6月のドルの為替の投資収益率はマイナス2.0%以上であったにも関わらず、今年上半期の収益率は、米連邦準備理事会(FRB)が下半期に利上げに踏み切る可能性が濃厚となっているなどの要因で17.10%と収益率トップを記録している。
下半期のFRB理事会による金利の引上げ予想以外にもギリシアのユーロ圏脱退問題が世界金融市場をかく乱してドルの為替が大半の通貨に対して上昇している要因となっていると、エコノミストのファービオ・コロンボ氏は説明している。
今年上半期のブラジルの貿易収支は赤字の計上、また財政再建政策達成のための公共投資の大幅削減、財政プライマリー収支黒字の大幅な下方修正、ラヴァ・ジャット作戦による汚職問題のプラナルト宮への捜査の波及などで、ブラジル国内の政治経済問題が更にドル高の為替に拍車をかけている。
ブラジル国内の政治経済問題が波乱含みで推移しているにも関わらず、6月のサンパウロ平均株価指数(Ibovespa)の収益率は0.61%を記録、今年上半期の収益率は6.15%を記録している。
6月の確定金利付きファンド(RFファンド)の収益率は、0.85%とインフレ指数の広範囲消費者物価指数(IPCA-15)の0.99%を下回っているが、下半期のインフレ指数は下落傾向が予想されるために、今後の確定金利付き投資ファンドの収益率はインフレ指数を上回ると予想されている。

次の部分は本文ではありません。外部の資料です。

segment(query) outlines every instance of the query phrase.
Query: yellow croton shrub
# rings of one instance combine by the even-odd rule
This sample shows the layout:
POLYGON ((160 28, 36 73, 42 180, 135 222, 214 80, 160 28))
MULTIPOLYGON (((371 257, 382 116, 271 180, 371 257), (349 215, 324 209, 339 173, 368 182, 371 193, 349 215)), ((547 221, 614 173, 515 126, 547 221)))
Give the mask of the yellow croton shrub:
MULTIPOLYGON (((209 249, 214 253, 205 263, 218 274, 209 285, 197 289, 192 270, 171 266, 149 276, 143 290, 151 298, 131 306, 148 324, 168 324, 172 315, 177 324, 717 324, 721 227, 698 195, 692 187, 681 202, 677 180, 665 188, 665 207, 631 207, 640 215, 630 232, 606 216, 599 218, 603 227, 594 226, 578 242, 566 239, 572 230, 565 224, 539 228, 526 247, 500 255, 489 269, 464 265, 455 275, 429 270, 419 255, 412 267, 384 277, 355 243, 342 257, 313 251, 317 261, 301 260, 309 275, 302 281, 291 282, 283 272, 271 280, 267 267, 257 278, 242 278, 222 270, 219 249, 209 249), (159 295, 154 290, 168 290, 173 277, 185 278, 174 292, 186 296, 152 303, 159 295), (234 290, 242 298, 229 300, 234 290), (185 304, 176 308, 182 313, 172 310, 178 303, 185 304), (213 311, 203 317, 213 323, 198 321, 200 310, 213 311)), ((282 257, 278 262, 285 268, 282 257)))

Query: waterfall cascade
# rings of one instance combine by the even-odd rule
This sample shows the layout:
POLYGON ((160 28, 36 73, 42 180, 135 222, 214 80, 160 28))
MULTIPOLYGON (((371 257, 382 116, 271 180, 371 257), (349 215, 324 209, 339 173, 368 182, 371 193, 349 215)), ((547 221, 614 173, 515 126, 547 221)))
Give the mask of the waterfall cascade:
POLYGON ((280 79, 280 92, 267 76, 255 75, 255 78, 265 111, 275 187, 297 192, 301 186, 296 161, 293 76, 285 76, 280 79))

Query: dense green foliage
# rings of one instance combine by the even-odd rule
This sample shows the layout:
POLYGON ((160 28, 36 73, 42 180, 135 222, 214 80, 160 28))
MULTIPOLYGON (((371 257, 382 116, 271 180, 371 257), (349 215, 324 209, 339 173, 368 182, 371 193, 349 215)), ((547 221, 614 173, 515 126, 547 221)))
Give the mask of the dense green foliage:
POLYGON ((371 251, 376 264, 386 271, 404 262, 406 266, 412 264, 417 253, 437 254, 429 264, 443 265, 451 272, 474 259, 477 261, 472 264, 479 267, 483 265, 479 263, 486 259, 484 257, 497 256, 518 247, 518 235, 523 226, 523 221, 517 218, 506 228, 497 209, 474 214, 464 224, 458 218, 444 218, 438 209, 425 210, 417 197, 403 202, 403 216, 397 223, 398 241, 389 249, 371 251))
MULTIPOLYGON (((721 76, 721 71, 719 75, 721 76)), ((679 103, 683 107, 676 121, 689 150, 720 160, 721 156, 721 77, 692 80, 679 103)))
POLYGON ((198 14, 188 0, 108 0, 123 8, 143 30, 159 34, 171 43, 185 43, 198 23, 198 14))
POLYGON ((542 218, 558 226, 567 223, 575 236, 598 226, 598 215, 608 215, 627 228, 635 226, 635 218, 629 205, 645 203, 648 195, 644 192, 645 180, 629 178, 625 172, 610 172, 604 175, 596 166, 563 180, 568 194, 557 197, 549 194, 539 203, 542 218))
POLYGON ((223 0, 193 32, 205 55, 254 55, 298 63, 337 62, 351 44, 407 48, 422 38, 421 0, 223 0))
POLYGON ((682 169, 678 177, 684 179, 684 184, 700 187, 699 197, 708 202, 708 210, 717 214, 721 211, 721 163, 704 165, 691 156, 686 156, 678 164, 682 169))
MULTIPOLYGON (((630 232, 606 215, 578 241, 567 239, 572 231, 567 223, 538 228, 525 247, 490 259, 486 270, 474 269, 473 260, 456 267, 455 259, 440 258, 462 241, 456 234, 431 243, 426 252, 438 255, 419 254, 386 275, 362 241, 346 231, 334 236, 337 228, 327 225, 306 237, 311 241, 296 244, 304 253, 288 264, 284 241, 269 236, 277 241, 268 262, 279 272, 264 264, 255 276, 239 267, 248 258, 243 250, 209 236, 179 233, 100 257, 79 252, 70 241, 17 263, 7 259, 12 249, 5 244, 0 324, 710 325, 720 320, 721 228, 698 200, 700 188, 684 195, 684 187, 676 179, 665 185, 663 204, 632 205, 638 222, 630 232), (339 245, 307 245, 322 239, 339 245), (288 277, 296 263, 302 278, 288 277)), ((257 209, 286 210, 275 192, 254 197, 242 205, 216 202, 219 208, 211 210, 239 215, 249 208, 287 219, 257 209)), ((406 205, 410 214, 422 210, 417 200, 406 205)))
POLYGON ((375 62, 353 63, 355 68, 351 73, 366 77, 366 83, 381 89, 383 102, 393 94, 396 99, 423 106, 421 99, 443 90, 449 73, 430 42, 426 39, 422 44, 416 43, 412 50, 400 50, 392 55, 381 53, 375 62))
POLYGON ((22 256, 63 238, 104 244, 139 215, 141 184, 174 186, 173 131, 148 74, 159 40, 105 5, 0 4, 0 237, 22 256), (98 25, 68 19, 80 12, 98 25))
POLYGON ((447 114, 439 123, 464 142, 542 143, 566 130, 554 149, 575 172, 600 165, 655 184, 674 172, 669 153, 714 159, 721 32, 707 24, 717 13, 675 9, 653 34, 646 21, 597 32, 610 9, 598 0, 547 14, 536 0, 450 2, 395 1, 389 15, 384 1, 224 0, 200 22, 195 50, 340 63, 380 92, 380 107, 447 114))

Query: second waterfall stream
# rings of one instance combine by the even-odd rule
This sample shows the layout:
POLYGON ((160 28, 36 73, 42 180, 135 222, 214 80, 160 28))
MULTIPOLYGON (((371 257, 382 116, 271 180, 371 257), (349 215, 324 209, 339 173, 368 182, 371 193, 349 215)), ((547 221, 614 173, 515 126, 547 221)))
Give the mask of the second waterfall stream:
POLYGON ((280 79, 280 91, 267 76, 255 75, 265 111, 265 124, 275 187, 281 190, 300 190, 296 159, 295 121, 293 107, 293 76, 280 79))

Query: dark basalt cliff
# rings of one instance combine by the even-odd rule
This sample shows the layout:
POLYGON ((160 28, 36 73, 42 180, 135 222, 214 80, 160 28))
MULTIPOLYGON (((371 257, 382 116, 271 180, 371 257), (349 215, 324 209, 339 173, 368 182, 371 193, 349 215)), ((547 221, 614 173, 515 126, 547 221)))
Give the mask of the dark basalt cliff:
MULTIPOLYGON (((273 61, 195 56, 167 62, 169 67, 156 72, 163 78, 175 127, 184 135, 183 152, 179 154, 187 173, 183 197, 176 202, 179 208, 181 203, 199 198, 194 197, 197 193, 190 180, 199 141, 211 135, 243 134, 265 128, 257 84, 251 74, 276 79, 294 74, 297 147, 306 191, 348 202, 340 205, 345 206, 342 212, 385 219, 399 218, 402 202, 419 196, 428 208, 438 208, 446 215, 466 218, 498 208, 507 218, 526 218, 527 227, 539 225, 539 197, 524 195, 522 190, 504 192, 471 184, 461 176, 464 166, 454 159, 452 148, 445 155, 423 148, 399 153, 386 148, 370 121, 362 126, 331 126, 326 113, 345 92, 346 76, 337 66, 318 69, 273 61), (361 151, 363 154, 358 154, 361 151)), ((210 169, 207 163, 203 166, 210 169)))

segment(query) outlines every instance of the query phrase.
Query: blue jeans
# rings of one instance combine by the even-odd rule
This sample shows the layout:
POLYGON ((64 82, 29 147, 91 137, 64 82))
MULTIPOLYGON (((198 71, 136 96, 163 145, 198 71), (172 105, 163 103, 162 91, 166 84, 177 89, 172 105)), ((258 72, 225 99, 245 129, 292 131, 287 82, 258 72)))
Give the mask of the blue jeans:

今年上半期の投資収益率の比較ではドル投資が17.10%でトップ、続いて金が15.38%、サンパウロ平均株価指数(Ibovespa)は6.15%、確定金利付きファンド(RFファンド)は5.19%、大口の銀行間預金ファンド(DI)は4.69%、ポウパンサ預金は4.63%であった。
今年上半期の投資収益率比較でインフレ指数の総合市場物価指数(IGP-M)4.33%を下回ったのは小口の銀行間預金ファンド(DI)の3.75%、10万レアル以上の銀行定期預金証(CDBs)の収益率2.51%で最低となっている。(2015年7月1日付けエスタード紙)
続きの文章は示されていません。